Enquanto mamãe volta as páginas da partitura para que eu toque do começo pela, sei lá, milésima vez, eu sou obrigada a dar uma revirada de olhos que só posso descrever como gostosa. No nível daquelas que aparecem em cenas de filmes de cinema. Porque eu posso até ser boa no piano — mesmo que nesse momento não tanto — mas nada supera o meu talento em revirar os olhos forte.

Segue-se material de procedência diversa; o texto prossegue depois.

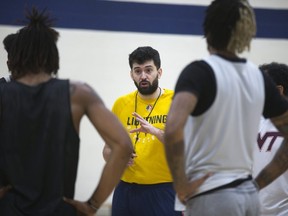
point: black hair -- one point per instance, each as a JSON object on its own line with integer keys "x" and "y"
{"x": 34, "y": 49}
{"x": 279, "y": 74}
{"x": 229, "y": 25}
{"x": 8, "y": 41}
{"x": 143, "y": 54}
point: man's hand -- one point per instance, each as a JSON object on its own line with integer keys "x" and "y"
{"x": 83, "y": 208}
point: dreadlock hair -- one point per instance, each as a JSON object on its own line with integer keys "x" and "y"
{"x": 143, "y": 54}
{"x": 34, "y": 49}
{"x": 7, "y": 42}
{"x": 279, "y": 74}
{"x": 229, "y": 25}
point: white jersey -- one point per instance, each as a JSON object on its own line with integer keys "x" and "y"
{"x": 274, "y": 197}
{"x": 210, "y": 141}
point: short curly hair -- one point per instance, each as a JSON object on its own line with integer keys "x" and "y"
{"x": 229, "y": 25}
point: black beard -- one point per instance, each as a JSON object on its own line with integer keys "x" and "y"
{"x": 150, "y": 89}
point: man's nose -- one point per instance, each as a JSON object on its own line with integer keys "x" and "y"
{"x": 143, "y": 75}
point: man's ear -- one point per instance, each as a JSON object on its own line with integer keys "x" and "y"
{"x": 159, "y": 73}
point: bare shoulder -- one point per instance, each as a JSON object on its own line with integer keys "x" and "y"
{"x": 281, "y": 122}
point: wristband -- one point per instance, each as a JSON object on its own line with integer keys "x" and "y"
{"x": 90, "y": 203}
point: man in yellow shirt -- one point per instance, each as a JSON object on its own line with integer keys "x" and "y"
{"x": 146, "y": 185}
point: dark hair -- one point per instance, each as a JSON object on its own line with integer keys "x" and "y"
{"x": 143, "y": 54}
{"x": 229, "y": 25}
{"x": 279, "y": 74}
{"x": 8, "y": 41}
{"x": 34, "y": 49}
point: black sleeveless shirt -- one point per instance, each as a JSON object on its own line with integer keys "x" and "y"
{"x": 39, "y": 148}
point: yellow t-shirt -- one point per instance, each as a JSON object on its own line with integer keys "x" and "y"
{"x": 150, "y": 165}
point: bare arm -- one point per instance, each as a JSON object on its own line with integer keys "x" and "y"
{"x": 183, "y": 104}
{"x": 85, "y": 101}
{"x": 279, "y": 163}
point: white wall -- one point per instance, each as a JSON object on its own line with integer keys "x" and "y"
{"x": 100, "y": 58}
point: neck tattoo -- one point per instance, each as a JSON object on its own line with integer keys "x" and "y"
{"x": 152, "y": 108}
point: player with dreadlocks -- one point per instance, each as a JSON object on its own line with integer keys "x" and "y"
{"x": 213, "y": 120}
{"x": 39, "y": 130}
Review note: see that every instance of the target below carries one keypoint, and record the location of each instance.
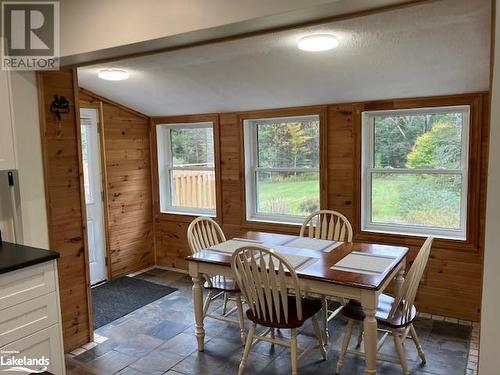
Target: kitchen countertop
(14, 257)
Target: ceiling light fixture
(318, 42)
(113, 74)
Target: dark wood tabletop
(321, 269)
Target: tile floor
(159, 339)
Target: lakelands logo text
(30, 35)
(9, 362)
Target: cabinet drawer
(28, 283)
(27, 318)
(43, 344)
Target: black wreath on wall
(59, 106)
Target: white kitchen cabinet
(30, 317)
(7, 153)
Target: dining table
(325, 272)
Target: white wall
(97, 24)
(489, 355)
(29, 158)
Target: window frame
(368, 169)
(251, 169)
(166, 167)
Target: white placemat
(230, 246)
(312, 244)
(370, 264)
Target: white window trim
(367, 134)
(165, 168)
(251, 170)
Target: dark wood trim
(158, 120)
(98, 105)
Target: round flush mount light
(318, 42)
(113, 74)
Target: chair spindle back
(261, 277)
(204, 232)
(408, 291)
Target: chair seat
(309, 308)
(353, 310)
(227, 284)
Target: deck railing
(194, 189)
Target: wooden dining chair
(265, 279)
(395, 315)
(202, 233)
(333, 226)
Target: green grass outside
(394, 201)
(287, 197)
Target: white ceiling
(436, 48)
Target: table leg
(198, 311)
(369, 301)
(398, 282)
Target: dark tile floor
(159, 339)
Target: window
(414, 171)
(186, 168)
(282, 168)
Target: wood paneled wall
(127, 167)
(452, 282)
(65, 214)
(126, 150)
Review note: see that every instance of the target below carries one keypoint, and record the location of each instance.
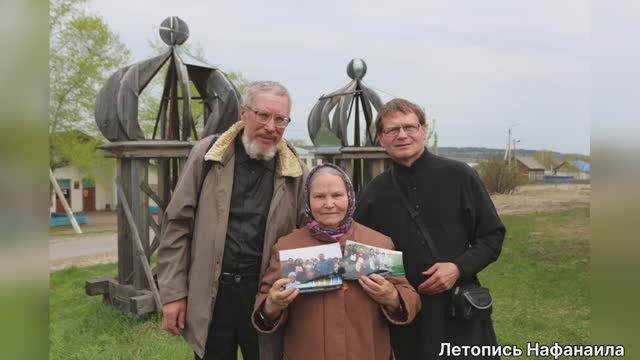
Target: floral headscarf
(314, 226)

Obrigada, Fernando Avante. Fico te devendo uma.

— Você tá errando sempre que chega na última parte, Nina, eu não sei o que está acontecendo.

Mamãe está particularmente puta da vida hoje, e parte de toda essa irritação é culpa minha. Não que eu esteja fazendo de propósito, mas é impossível tocar bem quando estou deprimida a esse ponto. As manhãs de sábado são as piores de todas.

— A culpa não é minha se você quer que eu aprenda uma música de primeira — reclamo, batendo de leve as minhas mãos nas teclas. — Não sou a Carmela, mãe.

Escuto minha irmã soltar uma risadinha da cozinha e uma onda de ódio me invade imediatamente.

— Não estou pedindo que você seja como a Carmela, docinho — responde mamãe com um tom de voz doce até demais, o que significa que, obviamente, ela está mentindo. — Eu quero que você seja você. Sei que é tão boa quanto sua irmã, só precisa se esforçar mais.

Esse é o problema, penso, soltando um suspiro demorado. Eu não quero me esforçar mais do que isso.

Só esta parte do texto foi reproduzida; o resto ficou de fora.